Department of Mental Retardation and Birth Defect Research, National Institute of Neuroscience, National Center of Neurology and Psychiatry, Tokyo, Japan.
Department of Pediatrics, Nagoya University Graduate School of Medicine, Aichi, Japan.
Am J Med Genet A. 2021 May;185(5):1468-1480. doi: 10.1002/ajmg.a.62138. Epub 2021 Feb 24.
Intellectual disability (ID) is characterized by significant limitations in both intellectual functioning and adaptive behaviors, originating before the age of 18 years. However, the genetic etiologies of ID are still incompletely elucidated due to the wide range of clinical and genetic heterogeneity. Whole genome sequencing (WGS) has been applied as a single-step clinical diagnostic tool for ID because it detects genetic variations with a wide range of resolution from single nucleotide variants (SNVs) to structural variants (SVs). To explore the causative genes for ID, we employed WGS in 45 patients from 44 unrelated Japanese families and performed a stepwise screening approach focusing on the coding variants in the genes. Here, we report 12 pathogenic and likely pathogenic variants: seven heterozygous variants of ADNP, SATB2, ANKRD11, PTEN, TCF4, SPAST, and KCNA2, three hemizygous variants of SMS, SLC6A8, and IQSEC2, and one homozygous variant in AGTPBP1. Of these, four were considered novel. Furthermore, a novel 76 kb deletion containing exons 1 and 2 in DYRK1A was identified. We confirmed the clinical and genetic heterogeneity and high frequency of de novo causative variants (8/12, 66.7%).

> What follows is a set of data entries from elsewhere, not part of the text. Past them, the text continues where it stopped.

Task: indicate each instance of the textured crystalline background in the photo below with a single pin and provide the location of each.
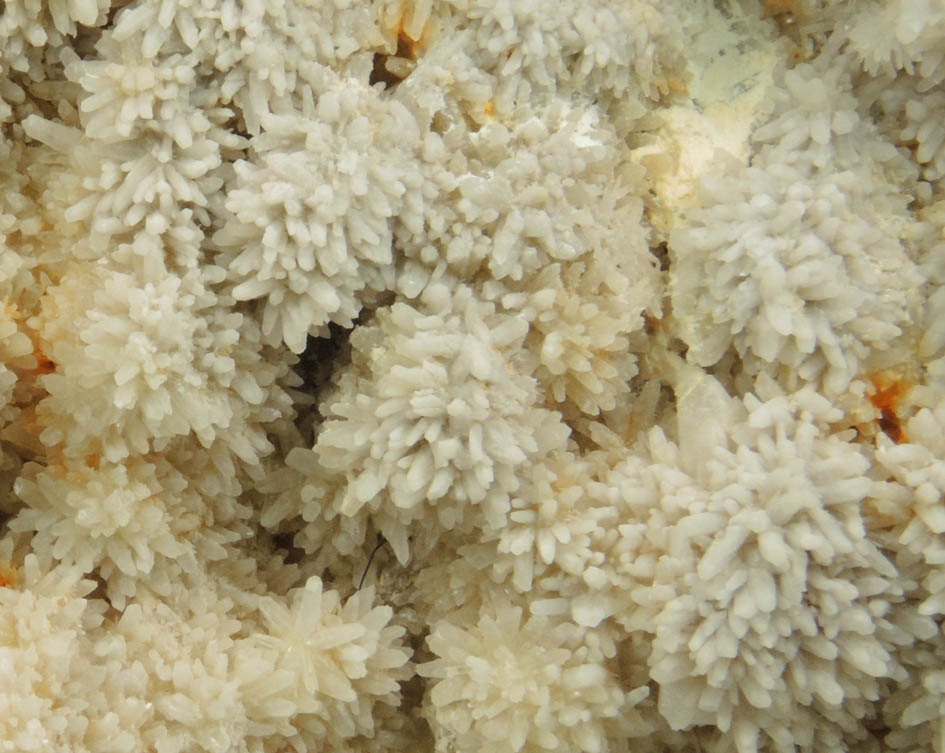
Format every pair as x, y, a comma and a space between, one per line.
472, 375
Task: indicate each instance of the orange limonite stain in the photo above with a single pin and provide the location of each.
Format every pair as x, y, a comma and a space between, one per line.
886, 399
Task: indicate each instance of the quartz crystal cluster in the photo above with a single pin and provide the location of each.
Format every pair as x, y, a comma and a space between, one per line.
472, 376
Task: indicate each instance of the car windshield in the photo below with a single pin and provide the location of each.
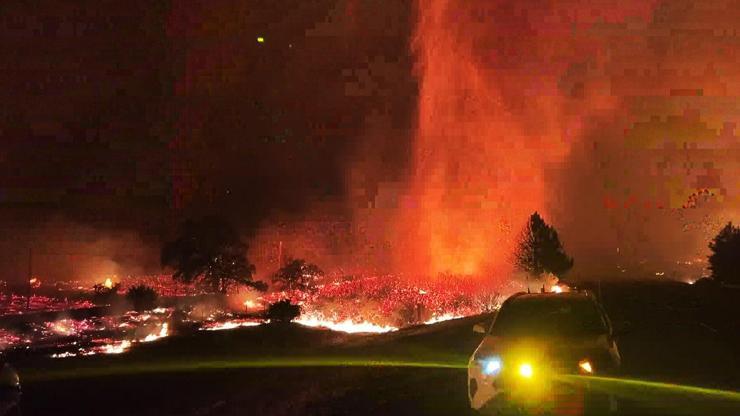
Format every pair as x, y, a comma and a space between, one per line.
549, 316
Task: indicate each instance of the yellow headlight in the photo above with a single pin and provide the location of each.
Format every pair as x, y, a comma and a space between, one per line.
585, 366
525, 370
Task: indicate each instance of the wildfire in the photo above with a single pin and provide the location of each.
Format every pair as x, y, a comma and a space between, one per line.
442, 318
231, 324
163, 332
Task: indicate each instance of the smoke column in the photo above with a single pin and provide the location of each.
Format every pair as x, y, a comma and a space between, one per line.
496, 108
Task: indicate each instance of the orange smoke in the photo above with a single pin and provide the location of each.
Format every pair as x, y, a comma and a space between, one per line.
495, 110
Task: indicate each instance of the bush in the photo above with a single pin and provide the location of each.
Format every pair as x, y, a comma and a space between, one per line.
283, 311
142, 297
103, 295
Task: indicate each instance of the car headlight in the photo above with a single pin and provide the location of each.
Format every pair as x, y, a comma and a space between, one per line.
586, 367
491, 366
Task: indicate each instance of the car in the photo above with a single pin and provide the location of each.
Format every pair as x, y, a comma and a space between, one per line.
536, 344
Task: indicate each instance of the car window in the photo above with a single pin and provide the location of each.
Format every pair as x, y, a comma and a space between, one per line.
550, 316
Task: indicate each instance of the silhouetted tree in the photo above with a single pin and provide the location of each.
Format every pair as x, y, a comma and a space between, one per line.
298, 274
142, 297
209, 251
104, 294
724, 262
540, 249
283, 311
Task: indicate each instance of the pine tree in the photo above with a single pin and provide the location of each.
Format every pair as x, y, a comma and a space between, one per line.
724, 262
540, 250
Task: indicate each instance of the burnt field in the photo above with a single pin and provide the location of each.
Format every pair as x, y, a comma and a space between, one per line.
679, 334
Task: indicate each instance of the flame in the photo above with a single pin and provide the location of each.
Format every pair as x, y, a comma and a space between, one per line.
230, 324
348, 326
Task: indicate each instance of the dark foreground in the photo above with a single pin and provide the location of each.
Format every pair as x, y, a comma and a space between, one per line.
676, 337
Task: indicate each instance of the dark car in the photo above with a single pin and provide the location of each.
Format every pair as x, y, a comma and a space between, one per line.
537, 343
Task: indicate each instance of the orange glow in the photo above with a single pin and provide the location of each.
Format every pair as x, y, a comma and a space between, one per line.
478, 168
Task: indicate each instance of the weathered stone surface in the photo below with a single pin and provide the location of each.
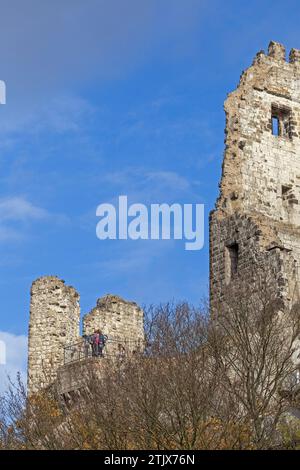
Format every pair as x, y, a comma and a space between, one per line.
54, 323
257, 214
121, 320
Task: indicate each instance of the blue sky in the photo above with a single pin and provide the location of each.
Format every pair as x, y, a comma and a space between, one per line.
107, 98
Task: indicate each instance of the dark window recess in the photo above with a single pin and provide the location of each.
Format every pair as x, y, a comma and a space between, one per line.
281, 121
275, 125
233, 258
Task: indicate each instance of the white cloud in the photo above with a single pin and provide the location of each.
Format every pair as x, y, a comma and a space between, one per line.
16, 358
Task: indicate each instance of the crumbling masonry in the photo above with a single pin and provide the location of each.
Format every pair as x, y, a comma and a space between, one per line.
256, 220
55, 324
257, 216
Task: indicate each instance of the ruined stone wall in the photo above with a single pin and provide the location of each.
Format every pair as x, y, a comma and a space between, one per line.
258, 211
54, 323
121, 320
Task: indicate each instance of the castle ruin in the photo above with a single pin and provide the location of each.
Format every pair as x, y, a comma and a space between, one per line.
55, 342
256, 221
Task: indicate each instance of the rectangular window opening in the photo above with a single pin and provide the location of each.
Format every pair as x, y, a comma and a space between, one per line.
275, 125
232, 256
281, 121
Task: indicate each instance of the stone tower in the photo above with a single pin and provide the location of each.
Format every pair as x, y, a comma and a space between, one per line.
54, 323
257, 214
122, 320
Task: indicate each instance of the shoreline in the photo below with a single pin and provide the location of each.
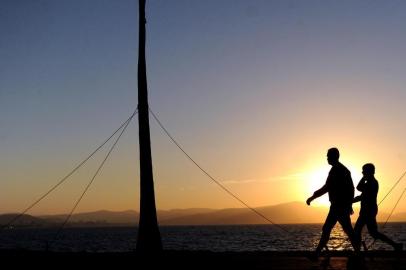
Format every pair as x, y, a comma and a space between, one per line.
184, 259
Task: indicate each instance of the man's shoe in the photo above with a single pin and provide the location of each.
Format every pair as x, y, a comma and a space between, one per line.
398, 247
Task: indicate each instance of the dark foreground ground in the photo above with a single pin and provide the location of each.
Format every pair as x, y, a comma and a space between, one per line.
202, 260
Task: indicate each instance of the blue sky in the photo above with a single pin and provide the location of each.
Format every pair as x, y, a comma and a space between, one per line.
253, 89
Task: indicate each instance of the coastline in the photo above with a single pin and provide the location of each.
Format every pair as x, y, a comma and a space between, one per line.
206, 260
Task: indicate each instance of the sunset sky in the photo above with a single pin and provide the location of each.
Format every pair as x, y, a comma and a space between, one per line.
255, 91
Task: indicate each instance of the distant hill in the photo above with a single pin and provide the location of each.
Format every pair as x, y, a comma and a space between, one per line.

This is the first report of WGS analysis in Japanese patients with ID. Our results would provide insight into the correlation between novel variants and expanded phenotypes of the disease.

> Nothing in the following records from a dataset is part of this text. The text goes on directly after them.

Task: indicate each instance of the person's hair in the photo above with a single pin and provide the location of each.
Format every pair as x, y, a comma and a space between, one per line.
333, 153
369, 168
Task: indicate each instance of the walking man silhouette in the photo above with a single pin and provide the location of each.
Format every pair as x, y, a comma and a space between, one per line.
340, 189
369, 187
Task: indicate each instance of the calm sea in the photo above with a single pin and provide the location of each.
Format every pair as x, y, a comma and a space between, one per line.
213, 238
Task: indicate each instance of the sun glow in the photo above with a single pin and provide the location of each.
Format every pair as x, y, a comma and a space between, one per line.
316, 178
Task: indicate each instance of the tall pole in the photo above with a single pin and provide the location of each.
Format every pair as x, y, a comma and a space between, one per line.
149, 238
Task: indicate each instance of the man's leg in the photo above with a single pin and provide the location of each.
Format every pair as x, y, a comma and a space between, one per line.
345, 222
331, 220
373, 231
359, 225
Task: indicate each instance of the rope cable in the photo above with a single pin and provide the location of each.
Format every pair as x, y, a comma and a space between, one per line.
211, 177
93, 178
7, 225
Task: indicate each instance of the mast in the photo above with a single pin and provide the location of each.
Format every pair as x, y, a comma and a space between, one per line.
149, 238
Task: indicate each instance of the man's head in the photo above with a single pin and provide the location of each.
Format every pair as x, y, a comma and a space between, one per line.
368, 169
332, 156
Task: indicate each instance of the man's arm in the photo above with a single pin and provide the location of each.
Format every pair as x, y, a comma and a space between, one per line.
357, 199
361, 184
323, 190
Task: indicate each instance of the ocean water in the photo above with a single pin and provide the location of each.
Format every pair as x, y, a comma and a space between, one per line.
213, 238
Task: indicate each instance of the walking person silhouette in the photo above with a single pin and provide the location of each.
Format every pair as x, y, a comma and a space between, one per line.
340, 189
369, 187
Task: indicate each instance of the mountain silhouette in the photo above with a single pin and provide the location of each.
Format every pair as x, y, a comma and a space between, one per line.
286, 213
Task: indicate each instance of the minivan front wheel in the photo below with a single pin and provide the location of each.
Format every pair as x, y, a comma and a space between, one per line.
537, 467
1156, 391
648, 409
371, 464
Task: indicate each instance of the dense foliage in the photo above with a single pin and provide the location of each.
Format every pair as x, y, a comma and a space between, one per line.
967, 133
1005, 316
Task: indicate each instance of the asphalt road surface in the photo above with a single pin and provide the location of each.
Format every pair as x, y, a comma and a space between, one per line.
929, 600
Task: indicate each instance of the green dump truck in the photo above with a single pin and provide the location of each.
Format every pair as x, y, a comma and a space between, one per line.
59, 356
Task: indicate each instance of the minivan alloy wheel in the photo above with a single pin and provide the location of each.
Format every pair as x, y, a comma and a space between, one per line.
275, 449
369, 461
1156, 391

智力残疾(ID)的特征是智力功能和适应行为方面存在显著限制,其发病起源于 18 岁之前。然而,由于临床和遗传异质性广泛,ID 的遗传病因仍不完全清楚。全基因组测序(WGS)已被用作 ID 的单一临床诊断工具,因为它可以检测具有广泛分辨率的遗传变异,从单核苷酸变异(SNV)到结构变异(SV)。为了探索 ID 的致病基因,我们对来自 44 个无关日本家庭的 45 名患者进行了 WGS,并采用了一种逐步筛选方法,重点关注基因中的编码变异。在这里,我们报告了 12 个致病性和可能致病性的变异:ADNP、SATB2、ANKRD11、PTEN、TCF4、SPAST 和 KCNA2 中的七个杂合变异、SMS、SLC6A8 和 IQSEC2 中的三个半合子变异以及 AGTPBP1 中的一个纯合子变异。其中,有四个被认为是新的。此外,还鉴定出 DYRK1A 中包含外显子 1 和 2 的 76kb 缺失的新型变异。我们证实了临床和遗传异质性以及新生致病变异的高频率(8/12,66.7%)。这是日本 ID 患者 WGS 分析的首次报告。我们的结果将为新型变异与疾病扩展表型之间的相关性提供深入了解。